Shear thinning hydrogels hold promise in treating many diseases, including cancer

Published on November 16, 2012 at 4:43 AM · No Comments

Gels that can be injected into the body, carrying drugs or cells that regenerate damaged tissue, hold promise for treating many types of disease, including cancer. However, these injectable gels don't always maintain their solid structure once inside the body.

MIT chemical engineers have now designed an injectable gel that responds to the body's high temperature by forming a reinforcing network that makes the gel much more durable, allowing it to function over a longer period of time.

The research team, led by Bradley Olsen, an assistant professor of chemical engineering, described the new gels in a recent issue of the journal Advanced Functional Materials. Lead author of the paper is Matthew Glassman, a graduate student in Olsen's lab. Jacqueline Chan, a former visiting student at MIT, is also an author.

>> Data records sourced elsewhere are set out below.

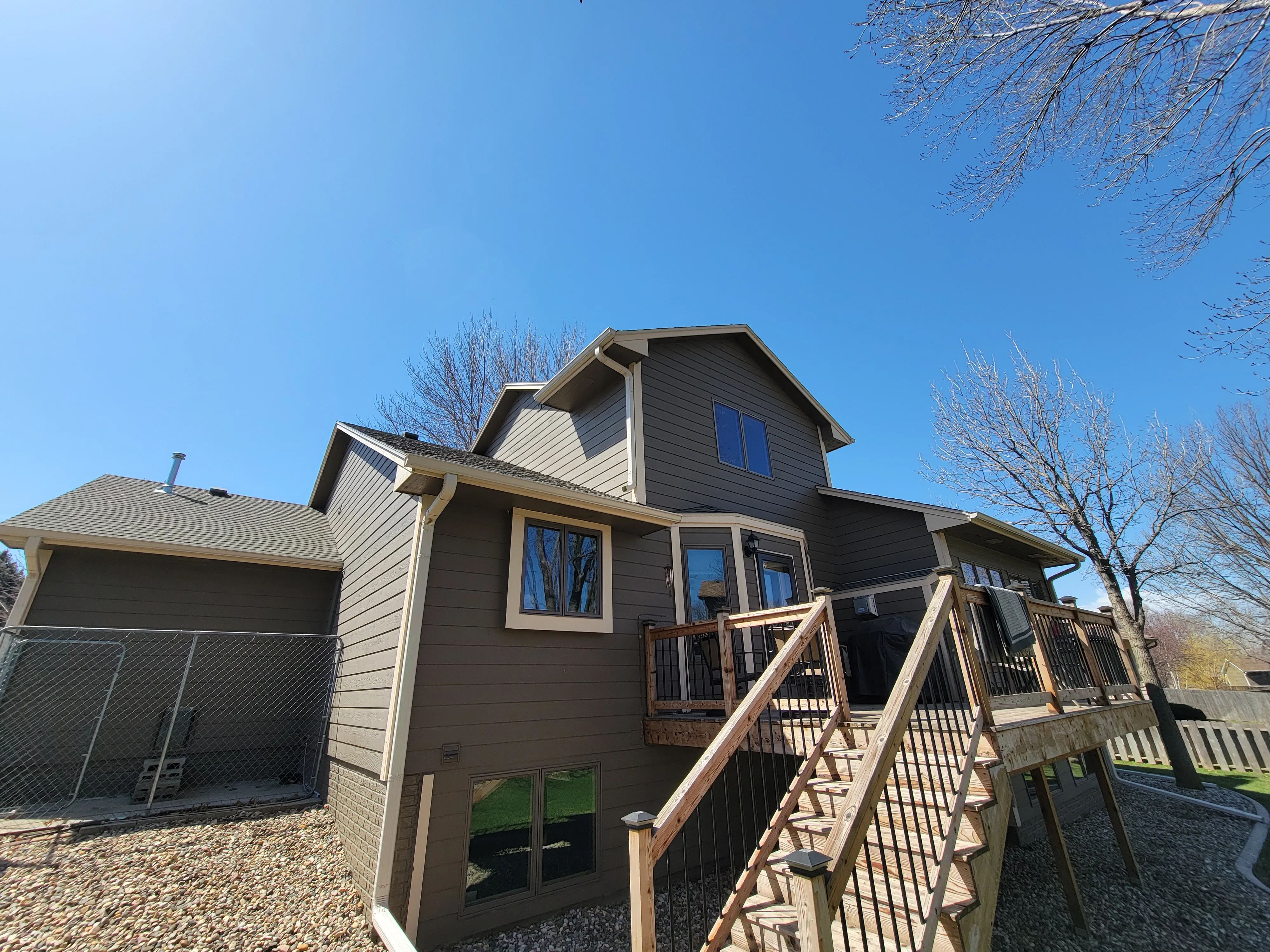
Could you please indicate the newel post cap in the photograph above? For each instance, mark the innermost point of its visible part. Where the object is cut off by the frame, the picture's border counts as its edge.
(807, 863)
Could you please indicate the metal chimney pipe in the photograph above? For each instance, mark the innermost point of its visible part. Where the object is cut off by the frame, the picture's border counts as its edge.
(172, 474)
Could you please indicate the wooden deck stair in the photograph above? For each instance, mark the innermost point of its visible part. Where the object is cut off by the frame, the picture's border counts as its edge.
(769, 918)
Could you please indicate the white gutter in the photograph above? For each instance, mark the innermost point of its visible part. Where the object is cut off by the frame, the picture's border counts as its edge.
(393, 770)
(629, 376)
(31, 585)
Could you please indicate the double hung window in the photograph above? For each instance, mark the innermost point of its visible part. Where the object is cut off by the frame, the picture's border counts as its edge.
(562, 571)
(742, 441)
(529, 832)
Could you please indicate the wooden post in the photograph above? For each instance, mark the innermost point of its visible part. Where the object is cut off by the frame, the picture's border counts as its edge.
(643, 915)
(972, 664)
(1062, 860)
(1122, 836)
(727, 666)
(1047, 673)
(1092, 659)
(651, 670)
(811, 901)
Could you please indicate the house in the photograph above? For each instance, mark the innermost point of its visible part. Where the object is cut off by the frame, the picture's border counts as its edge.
(524, 662)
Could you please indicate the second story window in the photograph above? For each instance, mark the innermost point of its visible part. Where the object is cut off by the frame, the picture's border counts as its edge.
(742, 441)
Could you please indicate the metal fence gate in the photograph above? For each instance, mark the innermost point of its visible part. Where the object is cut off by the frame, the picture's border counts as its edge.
(115, 720)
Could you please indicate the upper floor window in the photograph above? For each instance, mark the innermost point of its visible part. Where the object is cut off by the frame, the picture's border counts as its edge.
(742, 441)
(559, 574)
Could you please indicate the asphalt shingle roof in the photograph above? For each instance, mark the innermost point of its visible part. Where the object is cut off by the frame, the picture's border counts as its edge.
(436, 451)
(128, 510)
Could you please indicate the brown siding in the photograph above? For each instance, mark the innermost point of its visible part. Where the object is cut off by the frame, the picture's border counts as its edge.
(878, 541)
(525, 700)
(374, 529)
(98, 588)
(587, 447)
(683, 378)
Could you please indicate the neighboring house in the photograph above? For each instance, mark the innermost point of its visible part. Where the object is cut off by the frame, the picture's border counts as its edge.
(490, 724)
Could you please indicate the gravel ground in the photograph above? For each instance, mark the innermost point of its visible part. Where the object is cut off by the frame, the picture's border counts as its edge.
(1192, 898)
(252, 883)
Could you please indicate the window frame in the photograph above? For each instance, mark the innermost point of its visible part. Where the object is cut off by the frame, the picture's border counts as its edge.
(538, 809)
(745, 449)
(531, 620)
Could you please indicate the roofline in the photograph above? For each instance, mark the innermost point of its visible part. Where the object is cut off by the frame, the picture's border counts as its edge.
(495, 411)
(16, 536)
(520, 486)
(620, 337)
(976, 519)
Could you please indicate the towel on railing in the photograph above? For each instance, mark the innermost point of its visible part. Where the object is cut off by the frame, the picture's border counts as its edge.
(1013, 619)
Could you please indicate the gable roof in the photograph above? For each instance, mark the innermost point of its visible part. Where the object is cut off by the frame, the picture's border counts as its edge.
(940, 519)
(473, 469)
(578, 379)
(117, 512)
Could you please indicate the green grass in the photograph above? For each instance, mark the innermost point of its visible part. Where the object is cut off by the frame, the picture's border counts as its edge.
(1252, 785)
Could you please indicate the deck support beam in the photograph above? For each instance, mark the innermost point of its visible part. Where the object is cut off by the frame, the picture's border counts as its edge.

Olsen and his students worked with a family of gels known as shear thinning hydrogels, which have a unique ability to switch between solid-like and liquid-like states. When exposed to mechanical stress - such as being pushed through an injection needle - these gels flow like fluid. But once inside the body, the gels return to their normal solid-like state.

However, a drawback of these materials is that after they are injected into the body, they are still vulnerable to mechanical stresses. If such stresses make them undergo the transition to a liquid-like state again, they can fall apart.

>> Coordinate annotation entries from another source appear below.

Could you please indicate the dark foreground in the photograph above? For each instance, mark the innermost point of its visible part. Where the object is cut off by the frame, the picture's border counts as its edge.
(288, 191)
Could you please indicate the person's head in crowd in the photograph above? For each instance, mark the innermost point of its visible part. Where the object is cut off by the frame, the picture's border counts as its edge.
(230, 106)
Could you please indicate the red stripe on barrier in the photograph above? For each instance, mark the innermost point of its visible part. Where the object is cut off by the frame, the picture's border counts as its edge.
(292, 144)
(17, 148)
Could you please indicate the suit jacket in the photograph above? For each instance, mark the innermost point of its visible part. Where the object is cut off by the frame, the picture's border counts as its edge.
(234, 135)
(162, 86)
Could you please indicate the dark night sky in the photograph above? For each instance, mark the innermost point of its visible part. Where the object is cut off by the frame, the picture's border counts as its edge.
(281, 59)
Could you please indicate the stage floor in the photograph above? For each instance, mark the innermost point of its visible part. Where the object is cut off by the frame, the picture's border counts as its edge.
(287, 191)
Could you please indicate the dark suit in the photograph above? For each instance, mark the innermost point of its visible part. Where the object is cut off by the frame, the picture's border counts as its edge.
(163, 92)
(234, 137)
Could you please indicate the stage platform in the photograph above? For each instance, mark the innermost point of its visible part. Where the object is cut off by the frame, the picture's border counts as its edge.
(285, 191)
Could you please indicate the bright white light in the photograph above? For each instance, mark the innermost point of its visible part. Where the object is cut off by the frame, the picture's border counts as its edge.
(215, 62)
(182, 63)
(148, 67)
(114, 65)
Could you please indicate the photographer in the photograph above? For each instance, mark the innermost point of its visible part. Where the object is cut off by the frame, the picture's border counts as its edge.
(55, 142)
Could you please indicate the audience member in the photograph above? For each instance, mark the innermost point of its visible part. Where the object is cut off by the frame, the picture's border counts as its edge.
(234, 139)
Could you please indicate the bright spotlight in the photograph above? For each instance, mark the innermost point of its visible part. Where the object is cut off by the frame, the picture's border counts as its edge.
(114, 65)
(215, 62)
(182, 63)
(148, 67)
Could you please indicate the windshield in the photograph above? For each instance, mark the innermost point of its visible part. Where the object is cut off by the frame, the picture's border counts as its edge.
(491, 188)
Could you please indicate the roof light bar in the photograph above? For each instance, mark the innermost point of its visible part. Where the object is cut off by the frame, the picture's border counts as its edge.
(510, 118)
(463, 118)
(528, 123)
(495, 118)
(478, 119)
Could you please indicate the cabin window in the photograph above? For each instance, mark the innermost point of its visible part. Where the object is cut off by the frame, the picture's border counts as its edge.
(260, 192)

"Shear thinning is inherently not durable," Olsen says. "How do you undergo a transition from not durable, which is required to be injected, to very durable, which is required for a long, useful implant life?"

The MIT team answered that question by creating a reinforcing network within their gels that is activated only when the gel is heated to body temperature (37 degrees Celsius).

Shear thinning gels can be made with many different materials (including polymers such as polyethylene glycol, or PEG), but Olsen's lab is focusing on protein hydrogels, which are appealing because they can be designed relatively easily to promote biological functions such as cellular adhesion and cell migration.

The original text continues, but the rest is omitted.